Abstract

The anterior nares are the most important screening site of colonization with Staphylococcus aureus. We screened 2966 individuals for S. aureus carriage with swabs of both nares and throat. A total of 37.1% of persons were nasal carriers, and 12.8% were solely throat carriers. Screening of throat swabs significantly increases the sensitivity of detection among carriers by 25.7%.

The anterior nares are considered to be the primary colonization site of Staphylococcus aureus [1,2–3]. Approximately 30% of the healthy population carries S. aureus in their anterior nares [4, 5]. Carriage of S. aureus in the nose appears to play a key role in the epidemiology and pathogenesis of infection and is associated with an increased risk of infectious complications after surgery in patients with end-stage renal failure and in those with intravascular devices [1, 6]. Approximately 80% of invasive nosocomial infections are of endogenous origin in nasal carriers [7, 8].

The emergence of methicillin-resistant S. aureus (MRSA) in hospitals and in the community has triggered many screening programs to identify carriers of S. aureus—in particular, MRSA. Early identification of carriers is a crucial step in MRSA prevention programs; this is especially true for “search and destroy” strategies, which are recommended in The Netherlands [9]. Screening of all persons who are admitted to the hospital is currently being debated in the United States.
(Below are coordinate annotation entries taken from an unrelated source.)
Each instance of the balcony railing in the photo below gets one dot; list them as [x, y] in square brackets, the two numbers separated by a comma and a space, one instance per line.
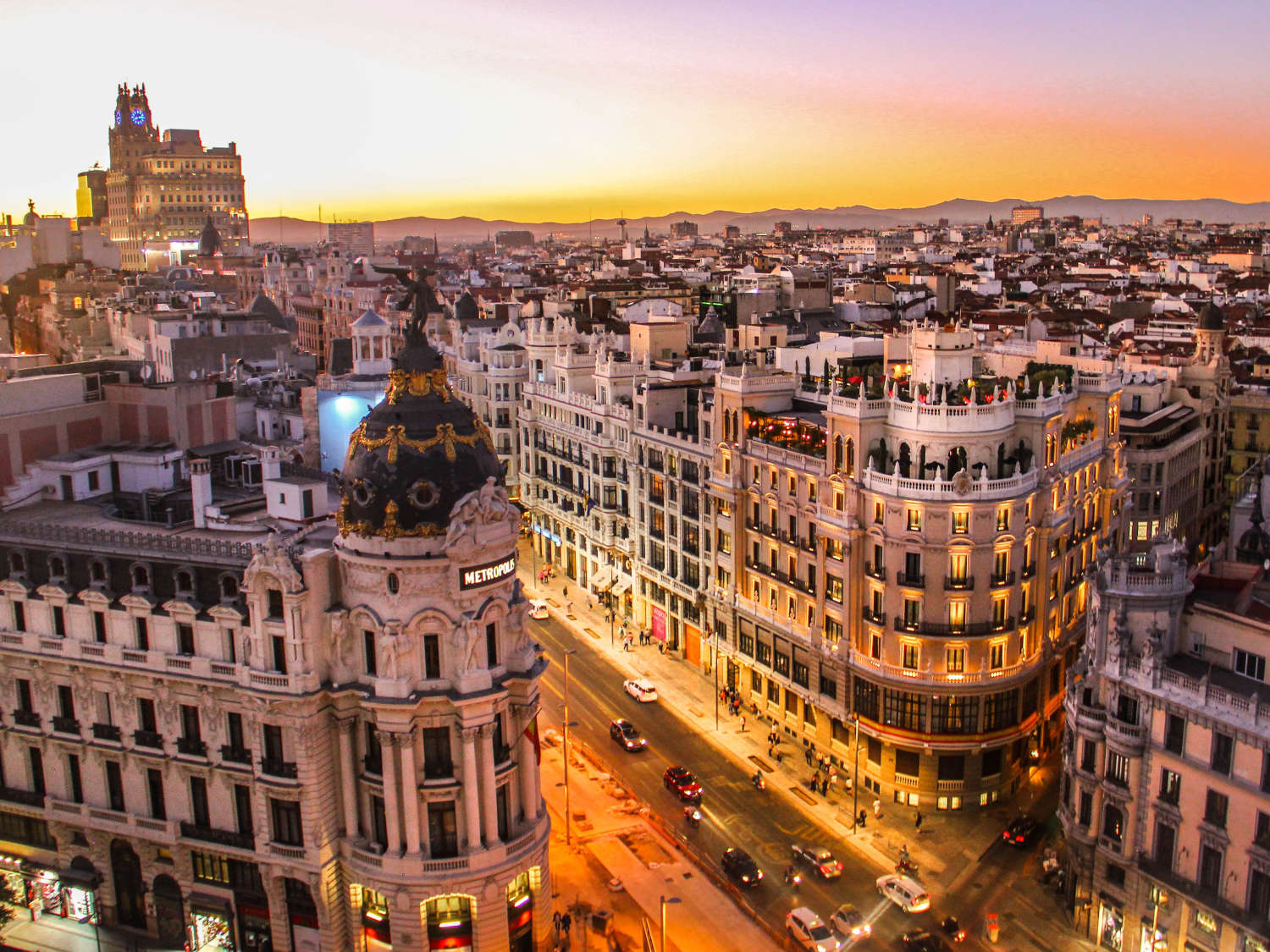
[221, 838]
[279, 768]
[235, 756]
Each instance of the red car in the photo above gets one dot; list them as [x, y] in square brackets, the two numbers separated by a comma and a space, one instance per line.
[681, 782]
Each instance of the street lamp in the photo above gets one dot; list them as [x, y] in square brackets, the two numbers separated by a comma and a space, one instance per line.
[667, 901]
[568, 812]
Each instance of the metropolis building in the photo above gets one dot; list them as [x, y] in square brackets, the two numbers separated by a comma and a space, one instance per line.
[263, 730]
[899, 560]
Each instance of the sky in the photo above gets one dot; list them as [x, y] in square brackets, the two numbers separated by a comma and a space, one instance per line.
[576, 109]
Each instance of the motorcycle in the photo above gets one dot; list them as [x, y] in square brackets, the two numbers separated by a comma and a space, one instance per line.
[952, 928]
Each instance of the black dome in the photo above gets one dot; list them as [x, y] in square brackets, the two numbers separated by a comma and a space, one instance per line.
[414, 454]
[1211, 317]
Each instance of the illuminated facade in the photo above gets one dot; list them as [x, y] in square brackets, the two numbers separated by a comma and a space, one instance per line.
[906, 555]
[163, 190]
[1165, 796]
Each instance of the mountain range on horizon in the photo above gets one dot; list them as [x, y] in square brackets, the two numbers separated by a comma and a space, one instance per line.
[958, 211]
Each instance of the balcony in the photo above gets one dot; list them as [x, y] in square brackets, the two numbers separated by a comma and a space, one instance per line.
[221, 838]
[147, 739]
[274, 767]
[193, 746]
[950, 630]
[107, 731]
[25, 797]
[235, 756]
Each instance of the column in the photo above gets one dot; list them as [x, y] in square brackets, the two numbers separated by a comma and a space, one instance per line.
[472, 805]
[527, 767]
[393, 815]
[409, 794]
[488, 787]
[348, 776]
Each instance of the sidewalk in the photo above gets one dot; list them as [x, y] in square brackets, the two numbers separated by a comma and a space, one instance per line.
[612, 845]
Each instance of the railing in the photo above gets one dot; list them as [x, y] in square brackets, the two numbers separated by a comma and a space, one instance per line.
[221, 838]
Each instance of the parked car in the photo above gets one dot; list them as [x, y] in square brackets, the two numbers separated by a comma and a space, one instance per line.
[681, 782]
[809, 932]
[640, 690]
[1020, 832]
[625, 735]
[741, 867]
[850, 922]
[904, 893]
[820, 861]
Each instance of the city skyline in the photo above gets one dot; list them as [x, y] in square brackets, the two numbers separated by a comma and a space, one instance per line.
[548, 113]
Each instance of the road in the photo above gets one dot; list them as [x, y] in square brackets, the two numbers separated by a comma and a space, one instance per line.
[765, 824]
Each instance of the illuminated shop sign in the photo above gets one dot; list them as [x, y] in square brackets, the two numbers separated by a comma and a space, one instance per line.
[485, 574]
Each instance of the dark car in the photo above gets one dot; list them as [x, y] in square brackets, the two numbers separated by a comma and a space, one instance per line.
[1020, 832]
[742, 867]
[820, 861]
[625, 735]
[681, 782]
[922, 941]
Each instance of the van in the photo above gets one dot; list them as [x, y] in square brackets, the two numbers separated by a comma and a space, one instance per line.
[904, 893]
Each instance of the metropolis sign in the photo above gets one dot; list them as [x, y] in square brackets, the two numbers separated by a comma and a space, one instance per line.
[485, 574]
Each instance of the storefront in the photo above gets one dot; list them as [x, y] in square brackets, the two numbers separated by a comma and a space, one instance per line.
[211, 927]
[1110, 927]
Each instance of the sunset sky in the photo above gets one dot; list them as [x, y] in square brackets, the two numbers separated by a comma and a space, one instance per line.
[566, 111]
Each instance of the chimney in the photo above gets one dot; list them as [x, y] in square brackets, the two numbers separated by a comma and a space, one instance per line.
[271, 464]
[201, 489]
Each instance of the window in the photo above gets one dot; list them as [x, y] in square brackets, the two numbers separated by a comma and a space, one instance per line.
[1250, 665]
[287, 828]
[1216, 806]
[1118, 768]
[114, 787]
[431, 657]
[1175, 734]
[1170, 786]
[1223, 748]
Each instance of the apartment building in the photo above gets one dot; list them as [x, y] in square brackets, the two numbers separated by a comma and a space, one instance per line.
[902, 559]
[282, 738]
[1165, 796]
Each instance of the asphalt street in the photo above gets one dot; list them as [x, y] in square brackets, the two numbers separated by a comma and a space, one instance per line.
[765, 824]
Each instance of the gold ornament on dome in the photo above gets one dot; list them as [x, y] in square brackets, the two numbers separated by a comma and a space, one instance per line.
[395, 438]
[417, 383]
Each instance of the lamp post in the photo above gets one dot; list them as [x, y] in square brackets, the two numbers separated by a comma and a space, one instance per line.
[855, 781]
[667, 901]
[568, 812]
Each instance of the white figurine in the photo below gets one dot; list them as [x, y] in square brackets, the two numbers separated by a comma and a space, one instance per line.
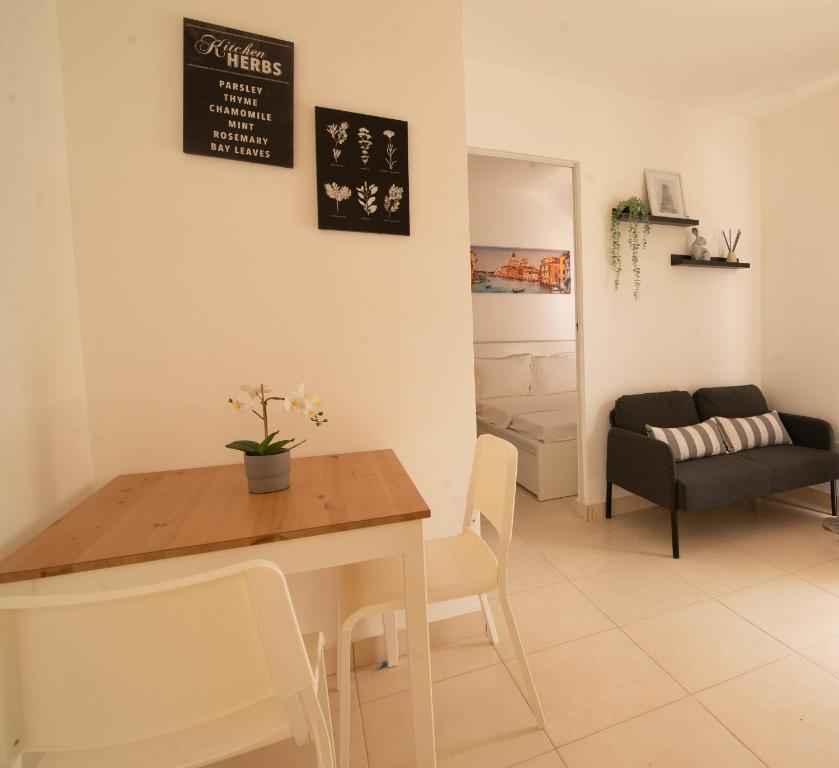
[698, 251]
Most S. aureus screening programs that include MRSA require obtainment of a swab specimen from the anterior nares only; a swab specimen from the throat is not yet considered to be standard. The additional yield of culturing the throat is considered to be negligible, because it adds discomfort for the patient and cost to the health care system without significantly increased sensitivity. This belief is based on the observation that throat carriers of S. aureus are likely to carry S. aureus in the nares as well. However, colonization of the throat but not of the nares may be more common than is currently acknowledged.

Publications from the 1940s reported throat colonization rates of 4%–63% [3]. A recent study confirmed the observation that the throat may be selectively colonized and escape current routine screening programs [10].

Unrecognized carriers may spread MRSA and render infection-control programs futile. Therefore, we questioned the practice of screening of the anterior nares alone and evaluated the additional benefit of screening both the nares and the throat in 4 different study populations.

Patients and methods.We collected data from 4 different groups of individuals. The first group included patients and health care workers who were screened after exposure to an MRSA carrier during the years 2000–2005. Since 1997, this procedure has been part of the hospital's policy for prevention of the spread of MRSA. The second group consisted of health care workers who participated in a trade fair for medical and hospital equipment (the Internationale Fachmesse für Arzt- und Spitalbedorf convention at an exhibition center in Zurich, Switzerland) on 26–29 October 2004 and who volunteered to participate in a prevalence survey of S. aureus carriage among the Swiss population. The third group included healthy blood donors who were screened for S. aureus in the year 2005. Group 4 consists of a large sample of nasal and throat cultures that were pooled in the laboratory; separate results are not available. This group consists of patients and health care workers, as in group 1.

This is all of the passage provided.